The only outrage I remember was when Rhode Island was blocking people who lived in New York (and only New York - they didn't even care about people from their own state who were in New York; keep in mind that, by that point, the virus was already in many places that were not New York). Rhode Island never actually dropped quarantine requirements, but they did eventually change them to something that made more sense. So the reason for the outrage wasn't that they were asking some people to quarantine upon arrival - it was specifically who they were (and were not) imposing that requirement on.
It makes sense that there are some restrictions, but those restrictions need to be based on actual things that could help curb the virus, not security theater to make people "feel" safe. The virus does not care where you live or if you have filled out a form. Someone who has quarantined in New Brunswick for two weeks is effectively no different from someone who actually lives in New Brunswick, so why should they be treated differently? There is no reason they can't have people on the NB/QC border and at the airports collecting information on all travelers coming from outside (something like "John Doe, born on [date], [insert picture here], from [address], entered on [date] in a [make/model/color car] with a licence plate of [whatever] (or is renting a car, etc.) and is required to quarantine until [date]. They will be quarantining at [address]"), share that information will all other provinces, and then have licence plate readers and facial recognition cameras at the border.

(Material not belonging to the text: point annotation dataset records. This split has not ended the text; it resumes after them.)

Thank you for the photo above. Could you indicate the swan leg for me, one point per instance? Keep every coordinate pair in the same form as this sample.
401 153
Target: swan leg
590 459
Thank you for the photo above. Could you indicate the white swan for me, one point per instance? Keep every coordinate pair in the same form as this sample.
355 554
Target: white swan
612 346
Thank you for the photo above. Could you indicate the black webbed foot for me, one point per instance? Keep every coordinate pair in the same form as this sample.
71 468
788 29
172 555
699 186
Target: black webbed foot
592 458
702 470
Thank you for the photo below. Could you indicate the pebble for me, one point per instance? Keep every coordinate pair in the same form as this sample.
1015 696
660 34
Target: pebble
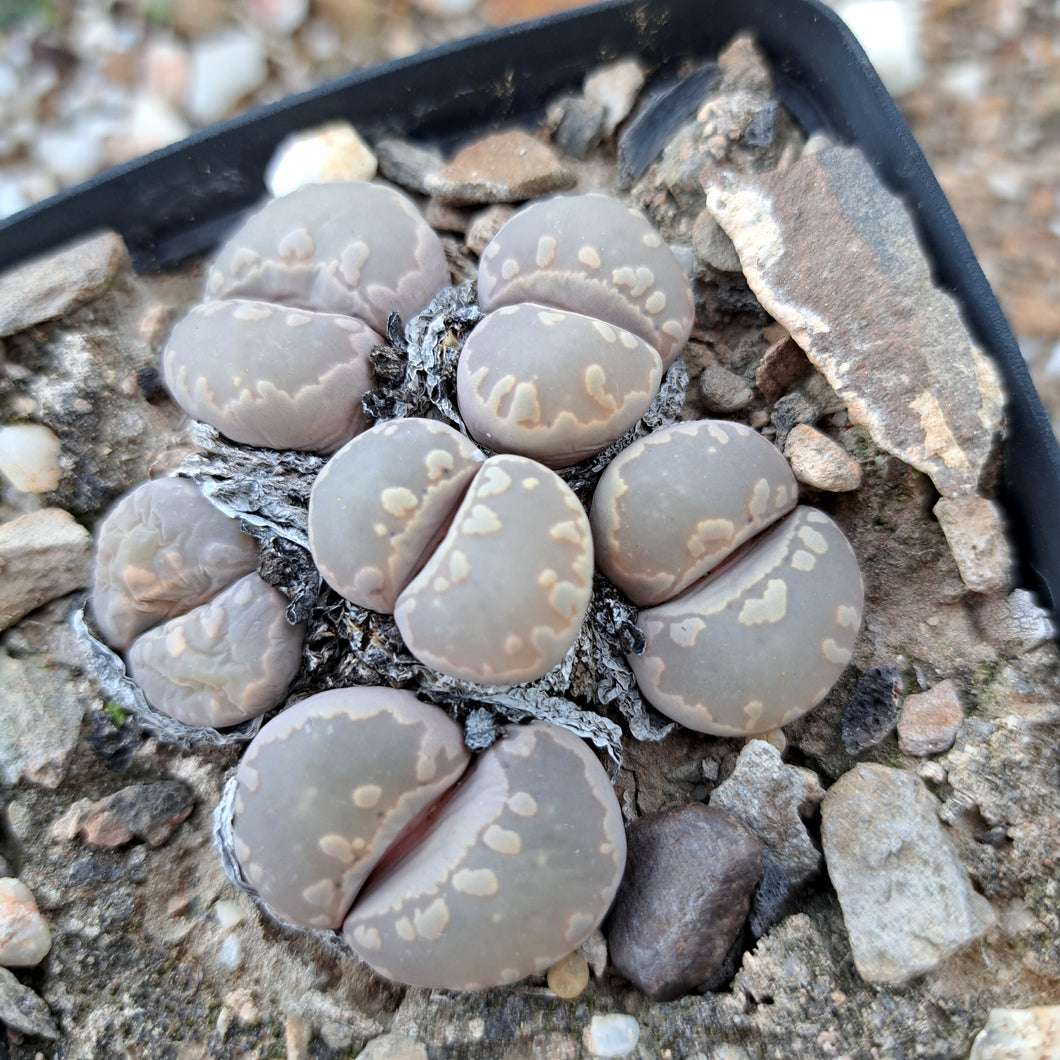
615 87
43 555
1014 623
930 721
770 798
145 811
819 462
685 896
508 166
52 285
974 530
1019 1034
22 1010
872 713
24 936
30 457
905 896
224 67
614 1035
329 154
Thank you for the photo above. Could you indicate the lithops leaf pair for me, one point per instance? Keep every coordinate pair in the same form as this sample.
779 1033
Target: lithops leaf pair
360 809
487 564
278 355
753 604
175 589
585 307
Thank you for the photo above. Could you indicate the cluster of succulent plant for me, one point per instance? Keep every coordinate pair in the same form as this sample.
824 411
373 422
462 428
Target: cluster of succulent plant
486 562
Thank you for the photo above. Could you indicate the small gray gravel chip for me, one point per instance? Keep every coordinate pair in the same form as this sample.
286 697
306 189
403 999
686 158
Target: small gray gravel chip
684 898
224 661
161 550
328 785
761 642
693 493
519 868
595 255
360 249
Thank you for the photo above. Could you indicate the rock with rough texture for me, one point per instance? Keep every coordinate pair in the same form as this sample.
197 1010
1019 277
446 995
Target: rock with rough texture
770 799
43 555
149 811
890 343
507 166
974 530
906 899
930 721
24 936
685 896
819 462
47 287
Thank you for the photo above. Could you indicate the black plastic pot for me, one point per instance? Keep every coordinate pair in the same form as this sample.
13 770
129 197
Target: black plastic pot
181 199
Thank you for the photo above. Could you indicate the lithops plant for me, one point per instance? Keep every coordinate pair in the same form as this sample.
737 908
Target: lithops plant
478 873
585 307
754 606
487 564
175 589
278 355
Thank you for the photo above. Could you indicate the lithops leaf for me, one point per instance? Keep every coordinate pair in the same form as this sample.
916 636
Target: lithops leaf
592 254
356 248
761 641
328 785
502 597
161 550
226 660
677 502
382 500
553 385
520 866
271 376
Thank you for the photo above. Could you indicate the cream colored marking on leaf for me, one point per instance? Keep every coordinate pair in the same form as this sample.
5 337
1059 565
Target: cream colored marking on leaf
523 805
367 796
319 893
477 882
772 606
352 262
399 501
430 923
833 652
439 463
501 841
493 480
480 522
685 634
589 257
813 540
546 251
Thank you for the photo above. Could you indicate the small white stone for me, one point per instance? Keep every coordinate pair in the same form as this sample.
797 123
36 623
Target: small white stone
224 68
30 457
330 154
24 937
612 1036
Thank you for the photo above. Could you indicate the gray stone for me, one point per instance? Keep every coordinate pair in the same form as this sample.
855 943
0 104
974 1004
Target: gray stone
47 287
40 712
770 799
891 345
43 555
22 1010
683 900
508 166
906 899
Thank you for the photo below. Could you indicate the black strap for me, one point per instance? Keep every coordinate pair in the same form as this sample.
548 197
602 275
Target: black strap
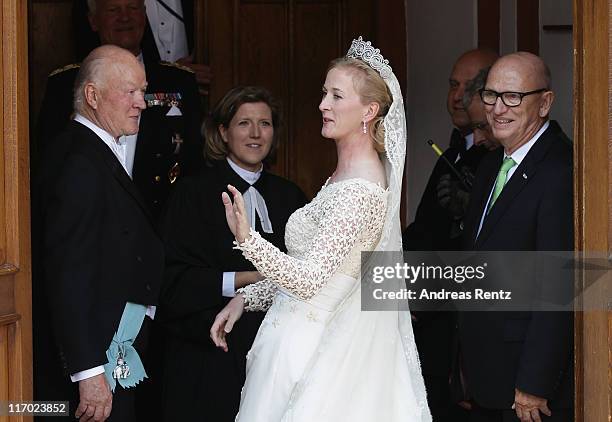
172 12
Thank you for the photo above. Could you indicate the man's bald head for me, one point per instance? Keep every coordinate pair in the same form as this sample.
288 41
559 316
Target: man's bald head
109 90
519 73
465 68
528 64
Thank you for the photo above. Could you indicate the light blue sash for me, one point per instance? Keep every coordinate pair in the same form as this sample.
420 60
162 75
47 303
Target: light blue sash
122 343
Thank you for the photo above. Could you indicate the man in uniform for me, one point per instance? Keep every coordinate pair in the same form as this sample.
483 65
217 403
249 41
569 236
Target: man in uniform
168 143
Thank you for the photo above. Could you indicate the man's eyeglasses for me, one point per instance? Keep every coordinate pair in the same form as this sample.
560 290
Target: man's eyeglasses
509 98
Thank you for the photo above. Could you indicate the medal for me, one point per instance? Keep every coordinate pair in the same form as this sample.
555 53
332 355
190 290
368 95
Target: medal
174 173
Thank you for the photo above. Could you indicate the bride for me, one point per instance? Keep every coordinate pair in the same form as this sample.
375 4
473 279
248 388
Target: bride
317 355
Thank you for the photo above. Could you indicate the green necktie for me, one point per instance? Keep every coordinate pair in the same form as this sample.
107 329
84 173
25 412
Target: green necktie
501 180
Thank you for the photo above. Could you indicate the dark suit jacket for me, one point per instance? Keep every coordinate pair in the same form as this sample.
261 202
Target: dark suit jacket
100 248
199 376
531 351
154 157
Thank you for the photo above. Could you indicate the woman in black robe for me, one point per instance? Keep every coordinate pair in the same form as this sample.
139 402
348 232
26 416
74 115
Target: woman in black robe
200 381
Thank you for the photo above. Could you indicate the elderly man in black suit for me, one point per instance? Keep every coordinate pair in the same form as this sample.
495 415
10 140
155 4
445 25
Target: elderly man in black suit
521 201
168 144
100 249
436 228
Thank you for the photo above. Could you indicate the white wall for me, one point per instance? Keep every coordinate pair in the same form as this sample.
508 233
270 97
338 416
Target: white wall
556 49
438 32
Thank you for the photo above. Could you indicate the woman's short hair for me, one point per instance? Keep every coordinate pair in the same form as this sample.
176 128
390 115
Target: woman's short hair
371 88
223 113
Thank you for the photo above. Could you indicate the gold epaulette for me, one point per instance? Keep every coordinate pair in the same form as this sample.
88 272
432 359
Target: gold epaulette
176 65
65 68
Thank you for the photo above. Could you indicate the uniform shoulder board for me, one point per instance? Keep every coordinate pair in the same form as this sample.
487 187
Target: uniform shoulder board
65 68
176 65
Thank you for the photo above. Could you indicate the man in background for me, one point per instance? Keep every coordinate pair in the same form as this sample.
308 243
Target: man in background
102 259
437 228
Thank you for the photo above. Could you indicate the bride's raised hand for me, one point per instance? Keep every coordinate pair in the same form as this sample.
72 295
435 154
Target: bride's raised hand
225 320
235 214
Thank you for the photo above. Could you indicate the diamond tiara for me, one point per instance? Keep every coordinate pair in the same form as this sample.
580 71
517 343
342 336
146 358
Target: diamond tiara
363 50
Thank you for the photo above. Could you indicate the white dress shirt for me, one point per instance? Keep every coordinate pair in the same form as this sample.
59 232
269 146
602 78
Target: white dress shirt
168 31
229 278
119 147
518 156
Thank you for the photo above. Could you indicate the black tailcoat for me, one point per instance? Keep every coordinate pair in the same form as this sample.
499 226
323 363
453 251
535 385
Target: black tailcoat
531 351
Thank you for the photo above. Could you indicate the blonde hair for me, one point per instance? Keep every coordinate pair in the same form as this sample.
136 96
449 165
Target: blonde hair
371 89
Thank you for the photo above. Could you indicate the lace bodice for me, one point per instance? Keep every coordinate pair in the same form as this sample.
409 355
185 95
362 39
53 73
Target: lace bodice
324 237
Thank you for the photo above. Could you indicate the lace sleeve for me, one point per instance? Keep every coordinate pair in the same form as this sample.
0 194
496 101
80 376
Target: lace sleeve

If the traveler is detected, a police officer stationed at the interior provincial border pulls them over, slaps them with a huge fine (I believe NY's is $10000), and does whatever they do to force them back into quarantine (you want draconian? Throw them into solitary confinement for two weeks from the date of offence, that will teach people not to break quarantine!).
Honestly, if people are clamoring to shut down borders between provinces over three people who arrived from out of the country and are presumably in quarantine and not a threat to anyone, it seem a lot like panic to me.
In short - yes to reasonable restrictions that actually help prevent the spread of the virus, no to security theater.